To accomplish this, some form of eye-tracking technology is needed, as the device needs to know where the user’s eyes are focusing to determine where to render in high res and where the resolution can be reduced. Therefore, foveated display’s rendering advantages also come at a cost—the added weight of eye-tracking sensors. Varjo’s VR-1 is one of the devices that employs foveated displays.
A Cautionary Tale in Meta Vision
Founded by the tech entrepreneur Meron Gribetz, Meta Vision came online in 2013. With impressive working prototypes, Meta was able to convince big names in engineering and design, including SolidWorks, to pledge support for its hologram-driven AR system. Workstation maker Dell also signed on to become a Meta 2 developer kit reseller. (For more, read “Modeling for the augmented reality age,” DE, August 2017.)
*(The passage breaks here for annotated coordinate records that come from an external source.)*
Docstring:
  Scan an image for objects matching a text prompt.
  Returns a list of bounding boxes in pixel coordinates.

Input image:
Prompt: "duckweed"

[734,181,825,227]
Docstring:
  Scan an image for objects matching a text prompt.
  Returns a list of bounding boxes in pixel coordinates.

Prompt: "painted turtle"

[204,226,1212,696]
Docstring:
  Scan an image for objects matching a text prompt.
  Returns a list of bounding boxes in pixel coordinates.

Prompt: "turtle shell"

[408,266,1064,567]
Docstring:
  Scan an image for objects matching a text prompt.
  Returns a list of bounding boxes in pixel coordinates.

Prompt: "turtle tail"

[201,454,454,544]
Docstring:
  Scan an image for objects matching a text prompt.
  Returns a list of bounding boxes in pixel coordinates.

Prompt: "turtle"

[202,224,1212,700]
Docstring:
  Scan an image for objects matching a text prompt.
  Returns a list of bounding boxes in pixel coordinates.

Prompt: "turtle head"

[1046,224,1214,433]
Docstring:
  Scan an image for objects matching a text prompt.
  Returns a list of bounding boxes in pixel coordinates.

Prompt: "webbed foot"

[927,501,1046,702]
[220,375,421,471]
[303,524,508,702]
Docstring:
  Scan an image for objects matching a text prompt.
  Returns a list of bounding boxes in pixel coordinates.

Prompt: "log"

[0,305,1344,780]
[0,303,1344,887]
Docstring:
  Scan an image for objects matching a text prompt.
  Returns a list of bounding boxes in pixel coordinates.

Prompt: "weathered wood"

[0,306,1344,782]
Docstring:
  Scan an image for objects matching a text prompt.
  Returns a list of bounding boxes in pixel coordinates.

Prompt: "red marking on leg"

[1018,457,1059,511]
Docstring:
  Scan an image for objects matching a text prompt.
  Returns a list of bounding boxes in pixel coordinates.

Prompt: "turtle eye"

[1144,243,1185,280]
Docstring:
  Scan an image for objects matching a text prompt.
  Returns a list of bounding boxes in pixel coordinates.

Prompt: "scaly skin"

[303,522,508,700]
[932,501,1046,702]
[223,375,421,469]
But this January, reports emerged to reveal the company was in financial trouble. (“AR headset company Meta shutting down after assets sold to unknown company,” The Verge, January 2019.)
Meta’s technology, demonstrated at several trade shows and seen by DE editors on various occasions, proved solid. Priced at $949, the Meta 2 developer kit seemed to straddle both the enthusiasts and the professionals. The Verge article attributed Meta’s downfall to a derailed round of funding with overseas investors and an ongoing patent lawsuit.
The rise and fall of Meta demonstrates that even with the right technology and a groundswell of support, a startup in this space faces unpredictable challenges. In this respect, established larger players such as Microsoft, HP and Facebook’s Oculus represent a safer bet for developers with limited resources and software makers that need to decide which devices to support.